Crypto services company NYDIG research director Greg Cipolaro suggests that artificial intelligence (AI) could be positioned as a general-purpose technology similar to electricity, with profound macroeconomic impacts on employment markets, economic growth, and risk appetite that could significantly influence Bitcoin. Cipolaro points out that if AI triggers labor market turbulence, prompting central banks worldwide to adopt fiscal expansion and monetary easing policies, the resulting liquidity stimulus could create favorable conditions for Bitcoin.
Cipolaro’s report outlines two very different paths through which AI could affect Bitcoin:
Bullish Scenario 1: If AI causes labor market disruptions and widespread unemployment, prompting central banks to implement monetary easing, the resulting liquidity expansion and low real interest rate environment would benefit Bitcoin.
Bullish Scenario 2: If AI-driven growth is accompanied by liquidity expansion and controlled real interest rates, this environment could also provide positive support for Bitcoin.
Bearish Scenario: Conversely, if AI-driven stronger growth pushes up real yields, tightens monetary policy, and reduces easing demand, Bitcoin could face resistance.
Monetary Policy Direction: Whether AI triggers rising unemployment is a key variable influencing central bank easing.
Real Interest Rate Levels: Liquidity expansion benefits most when accompanied by controlled real interest rates.
Quality of AI Growth: If strong growth raises inflation and real yields, it could be detrimental to Bitcoin.
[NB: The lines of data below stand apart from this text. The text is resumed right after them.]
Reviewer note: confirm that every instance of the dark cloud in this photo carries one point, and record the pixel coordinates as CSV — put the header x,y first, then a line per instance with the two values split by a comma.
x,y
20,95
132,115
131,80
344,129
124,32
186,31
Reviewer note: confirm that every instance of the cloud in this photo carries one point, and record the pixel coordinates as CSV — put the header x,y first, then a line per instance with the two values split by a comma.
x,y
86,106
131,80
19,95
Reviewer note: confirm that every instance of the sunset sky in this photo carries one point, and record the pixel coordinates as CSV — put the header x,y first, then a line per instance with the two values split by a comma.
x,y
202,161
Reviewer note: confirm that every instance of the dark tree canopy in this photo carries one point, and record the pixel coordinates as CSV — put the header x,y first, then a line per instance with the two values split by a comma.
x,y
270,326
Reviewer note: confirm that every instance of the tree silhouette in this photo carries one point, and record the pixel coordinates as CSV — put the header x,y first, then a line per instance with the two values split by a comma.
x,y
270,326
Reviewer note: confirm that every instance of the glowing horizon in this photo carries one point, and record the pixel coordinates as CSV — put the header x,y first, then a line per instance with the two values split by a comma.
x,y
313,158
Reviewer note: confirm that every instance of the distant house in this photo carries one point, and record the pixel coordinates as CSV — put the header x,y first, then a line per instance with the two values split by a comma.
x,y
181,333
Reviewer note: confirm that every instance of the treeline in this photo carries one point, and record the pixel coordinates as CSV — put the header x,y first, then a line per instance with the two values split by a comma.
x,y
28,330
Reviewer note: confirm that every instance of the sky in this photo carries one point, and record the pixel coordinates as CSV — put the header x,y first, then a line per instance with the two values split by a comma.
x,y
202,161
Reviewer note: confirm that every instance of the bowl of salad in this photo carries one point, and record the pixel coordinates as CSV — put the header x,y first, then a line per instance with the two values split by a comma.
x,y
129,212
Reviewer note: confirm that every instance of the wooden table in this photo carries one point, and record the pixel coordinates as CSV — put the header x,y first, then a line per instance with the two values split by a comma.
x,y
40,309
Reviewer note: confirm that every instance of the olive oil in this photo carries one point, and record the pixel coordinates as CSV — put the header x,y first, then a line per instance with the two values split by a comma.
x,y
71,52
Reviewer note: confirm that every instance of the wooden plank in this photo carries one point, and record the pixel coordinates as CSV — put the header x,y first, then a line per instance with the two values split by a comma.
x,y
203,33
Labor Market Turbulence: AI replacing jobs may trigger dual fiscal and monetary stimulus policies.
In reality, AI’s employment impact is already beginning to show. Jack Dorsey’s payments company Block announced layoffs of about 40% due to AI influences, and Dorsey predicts more companies will follow suit. Goldman Sachs reported in August that widespread AI adoption could replace up to 7% of the U.S. workforce but also create new job opportunities.
Cipolaro admits that AI transformation will be “challenging,” requiring redesigning workflows, developing new skills, and increasing investments. However, he predicts AI development will follow the same “historical pattern” as previous technological advances—integrating rather than eliminating. “Companies that effectively integrate new technologies will expand profit margins and productivity gaps; workers who adapt to new tech will increase their value; those resisting new tech may fall behind,” he said.
In the cryptocurrency space, AI applications are also rapidly expanding. In October, Coinbase launched a new tool called “Payments MCP,” allowing AI agents to access on-chain financial tools similar to humans, further blending AI with blockchain infrastructure.
Q: Why does NYDIG believe AI could be beneficial for Bitcoin?
A: NYDIG research director Cipolaro points out that if AI causes widespread employment shocks, forcing central banks to adopt monetary easing, the resulting liquidity expansion and low real interest rate environment have historically supported risk assets like Bitcoin.
Q: What does the “general-purpose technology” framework for AI mean?
A: Cipolaro compares AI to electricity or steam engines—transformative “general-purpose technologies” that broadly impact employment, productivity, and monetary policy. This systemic influence makes AI’s macroeconomic effects difficult to evaluate within traditional industry frameworks.
Q: What is NYDIG’s bearish scenario for Bitcoin?
A: If AI-driven strong growth pushes up inflation and real yields, prompting central banks to tighten monetary policy, risk assets like Bitcoin could face headwinds. Ultimately, whether AI becomes an opportunity or challenge for Bitcoin depends on its impact on monetary policy.